Все члены экипажа чинно и обстоятельно разливали по кружкам и отмечали отход, который до этого они отмечали где-то в городе.
Оказалось, что есть такая традиция, ужраться на отходе и неистово напоить портовых проверяющих. При этом на рейде обязательно надо отыграть все необходимые для отхода тревоги с заводом пластыря и тушением пожара. Потом, по пути на промысел, весело допивать все что не допили на отходе…
Конечно же, мы вывели крейсер в море. Даже интересно было на нём пошоркаться туда-сюда, легкий маневренный! Вжик, вжик!
Так как трезвым был только я, о чем никто не догадался, то, стоя на руле, чувствовал себя прям профессионалам с большой буквы "Сэ".
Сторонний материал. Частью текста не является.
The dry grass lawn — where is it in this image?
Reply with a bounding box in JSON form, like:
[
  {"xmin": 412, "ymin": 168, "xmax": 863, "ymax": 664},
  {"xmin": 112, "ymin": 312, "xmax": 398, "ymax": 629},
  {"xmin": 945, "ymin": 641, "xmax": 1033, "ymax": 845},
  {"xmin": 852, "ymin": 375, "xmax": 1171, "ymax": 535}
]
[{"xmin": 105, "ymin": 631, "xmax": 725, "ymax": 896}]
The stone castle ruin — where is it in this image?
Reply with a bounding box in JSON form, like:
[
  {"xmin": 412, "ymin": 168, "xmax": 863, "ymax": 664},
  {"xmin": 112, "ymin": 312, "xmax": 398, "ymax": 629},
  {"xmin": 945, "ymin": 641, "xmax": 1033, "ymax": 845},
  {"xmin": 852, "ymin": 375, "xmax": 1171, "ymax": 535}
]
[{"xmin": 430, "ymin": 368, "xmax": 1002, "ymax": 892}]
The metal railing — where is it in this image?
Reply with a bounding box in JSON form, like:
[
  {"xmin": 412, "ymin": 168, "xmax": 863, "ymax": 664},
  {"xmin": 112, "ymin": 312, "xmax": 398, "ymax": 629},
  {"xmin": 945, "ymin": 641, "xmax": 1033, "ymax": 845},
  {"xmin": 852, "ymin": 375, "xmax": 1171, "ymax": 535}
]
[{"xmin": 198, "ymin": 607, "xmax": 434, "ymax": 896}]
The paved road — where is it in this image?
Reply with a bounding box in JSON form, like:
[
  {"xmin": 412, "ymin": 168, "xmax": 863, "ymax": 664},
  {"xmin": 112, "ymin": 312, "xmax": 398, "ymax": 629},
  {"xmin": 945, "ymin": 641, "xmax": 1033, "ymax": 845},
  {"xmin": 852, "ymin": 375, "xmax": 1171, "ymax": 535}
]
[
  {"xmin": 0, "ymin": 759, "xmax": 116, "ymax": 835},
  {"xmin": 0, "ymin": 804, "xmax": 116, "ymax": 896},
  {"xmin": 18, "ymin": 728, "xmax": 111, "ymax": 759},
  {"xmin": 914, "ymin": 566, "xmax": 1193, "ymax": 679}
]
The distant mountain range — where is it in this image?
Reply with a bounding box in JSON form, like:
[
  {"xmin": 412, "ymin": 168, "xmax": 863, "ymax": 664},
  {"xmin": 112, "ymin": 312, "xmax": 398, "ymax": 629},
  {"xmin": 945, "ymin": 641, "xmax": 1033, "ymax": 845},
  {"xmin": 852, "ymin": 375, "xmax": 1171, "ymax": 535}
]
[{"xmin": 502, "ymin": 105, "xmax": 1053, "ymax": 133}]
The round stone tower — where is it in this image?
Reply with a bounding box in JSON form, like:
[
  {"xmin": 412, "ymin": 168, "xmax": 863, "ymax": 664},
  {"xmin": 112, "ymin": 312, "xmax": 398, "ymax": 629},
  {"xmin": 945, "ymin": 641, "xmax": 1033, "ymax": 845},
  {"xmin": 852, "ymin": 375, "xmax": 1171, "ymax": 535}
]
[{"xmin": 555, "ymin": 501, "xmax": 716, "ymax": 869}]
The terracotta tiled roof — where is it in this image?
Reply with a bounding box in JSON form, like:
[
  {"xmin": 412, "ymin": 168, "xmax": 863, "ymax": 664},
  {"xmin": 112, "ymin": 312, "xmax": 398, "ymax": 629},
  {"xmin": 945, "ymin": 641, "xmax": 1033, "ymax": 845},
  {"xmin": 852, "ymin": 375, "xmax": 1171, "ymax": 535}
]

Из шумного гогота разок появился старпом, доставая пшеничку из коробки для бинокля:
- О! Студент! Ты здесь один? Ну и как?
- А чё там.. Это же моё профессьон де фуа!
- Ааа! Ну там смотри, вооон створ и вон, потом маяк, а там не промахнешься… Ты зови если чё…
Но работу свою парни знали хорошо.
Отдав дань традициям и Посейдону, впряглись в рутину.
Кэп открывал люмик на мосту в надстройке, высовывался оттуда всей своей красной мордой и с высоты положения глядел стеклянными глазами за горизонт. Потом видел нас на палубе и выдавал:
- Ну чё, волынитесь тут? Волынитесь, волынитесь ибёна мать…
Это значит:
- Что встали черти? А ну прыжками по местам стоять! Мне здесь не тут! Трал в воду!
Это он так сурово спрашивал, а мы осознавали своё безобразие.
На палубе целыми днями звучало радио и транслировался проходящий тогда в Москве Международный фестиваль молодежи и студентов в 1985 году, а хотелось бы слушать рок фестиваль Live Aid for Africa со стадиона Уэмбли, где выступал Queen.
Трал ставили и выбирали сбоку через борт. Рыбу вываливали прямо на палубу в разбираемый ящик. Тут же ставили рыбодел и все участвовали в разделке. В ящике, в рыбе по колено, а когда и по пояс стоял подающий, то есть я.
Первыми на разделке головорубщики, потом шкерщики.
- Эй на шкентеле! Шевелись студент! Что ты мнёшься там, как Челентано на винограде? Ты моряк или где? Быстро уберем рыбу и в каюту казёнить! А спать после рейса в ДМО будешь, если сможешь! Ааа-ха-хааах!
Тут чайки срубались с траловой лебёдки, а кэп высовывался из люмика и спрашивал:
- Чё волынитесь тут? Волынитесь, ибёна мать…
Рубка голов, шкерка и сброс печени в шайку происходили автоматически. Постоянно дымящие папиросы во рту, брызги крови и кишок на лицах, разговоры обо всём и громкий смех на это влияния не оказывали.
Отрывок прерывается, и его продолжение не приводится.